Beispielsweise könnten höhere Quotenvorgaben, eine stärkere Berücksichtigung von ökologischen Faktoren für Beteiligungsentgelte von Verpackungen und mehr Produktverantwortung auf sogenannte stoffgleiche Nichtverpackungen die Potenziale des Kunststoffrecyclings in Deutschland ausschöpfen .„Wir sollten nicht über Plastikmüll reden, sondern über die Ressource Kunststoff“, stellte Dr.
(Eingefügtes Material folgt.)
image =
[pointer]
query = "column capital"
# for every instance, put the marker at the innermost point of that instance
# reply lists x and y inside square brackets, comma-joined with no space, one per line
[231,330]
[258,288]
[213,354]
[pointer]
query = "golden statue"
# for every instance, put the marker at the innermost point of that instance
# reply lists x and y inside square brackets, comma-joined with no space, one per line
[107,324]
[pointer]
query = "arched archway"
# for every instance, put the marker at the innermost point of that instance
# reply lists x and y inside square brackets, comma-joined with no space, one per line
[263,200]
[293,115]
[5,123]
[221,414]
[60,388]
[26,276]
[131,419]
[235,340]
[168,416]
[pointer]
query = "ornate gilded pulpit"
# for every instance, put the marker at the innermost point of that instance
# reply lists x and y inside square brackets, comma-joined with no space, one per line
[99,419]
Bärbel Naderer, Geschäftsführerin des Vereins Kunststoffland NRW, auf einer Podiumsdiskussion des Dualen Systems aus Anlass der Studie fest. Denn die Nachfrage nach Premium-Rezyklaten und deren Anwendungsbereiche wachsen laut der Studie stetig. Allerdings bleiben solche Investitionen unter den derzeitigen Rahmenbedingungen häufig aus. Sie  wären aber notwendig, um die Potenziale des dualen Systems bei Sammlung, Sortierung und Verwertung besser zu nutzen und den Markt für Premium-Rezyklate zu erschließen. „Mit den richtigen Weichenstellungen kann das große Potenzial des Kunststoffrecyclings in Deutschland voll ausgeschöpft werden“, erläutert Dr. Michael Rothgang, Studienleiter des RWI.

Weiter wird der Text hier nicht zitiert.